Feeling vaguely melancholy; end of summer-ish. Pulled into the driveway this afternoon and noticed fallen leaves on the pavement. noooooooo! But, yes, the days are narrowing ever so slightly. The early morning run happens at the edge of sunrise, not in full light, and nights are cool, almost cold. My sweaters are starting to look comfy and appealing once again. But I’m not done with summer yet!
Witness, these tomatoes picked from our front yard veggie garden–almost exclusively cherry tomatoes, since that’s what we planted. I find the skins a little tough, so Fooey helped me make a recipe from one of her cookbooks, for roasted cherry tomato sauce. Nothing fancy, but it did require slicing each little tomato in half before drizzling with oil and roasting in the oven: Fooey’s job. Nothing makes her happier these days than a job. She is never more cheerful than when she’s been asked to help, and when the job’s done she declares, “That would have been a lot harder without me!”
Often, that is true.
The recipe called for a lot of fuss at the end because it had to be pressed through a sieve to strain all the skins out; only a whiff of roasted tomato remained in the sauce, which we tossed with hot pasta and served with queso duro blando, which I substitute regularly for feta. Albus declared it a bit bland. My kids are used to a chunkier sauce. I am not a sieve-it cook. So I won’t bother to post the recipe.

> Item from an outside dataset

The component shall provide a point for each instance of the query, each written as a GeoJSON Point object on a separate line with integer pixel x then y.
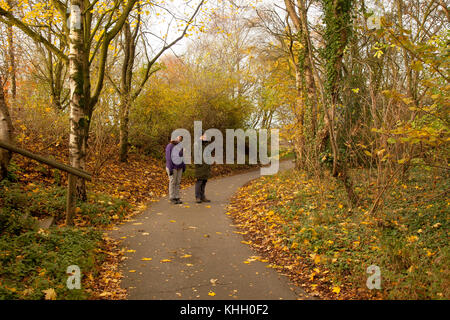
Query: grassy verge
{"type": "Point", "coordinates": [33, 261]}
{"type": "Point", "coordinates": [307, 230]}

In other news, I am considering training to complete a triathlon. I am working out a regular training schedule, and I am even learning to swim (kind of critical to the whole triathlon concept). In fact, I think I’ve learned (front crawl, head in water, breathing to the side), though my neck feels a bit stiff after a lot of practice. The technique will need to be finessed, but I feel a sudden understanding for people who love to swim in all waters, even deep cold Canadian lakes … it’s peaceful under there, calm, all noises stilled except for the underwater sounds, and the sound of the body itself, experienced from the inside. I might just become a swimmer at the age of thirty-five. That would be something. I’ve always wanted to learn … and I’m not sure why it took me this long to jump in and try.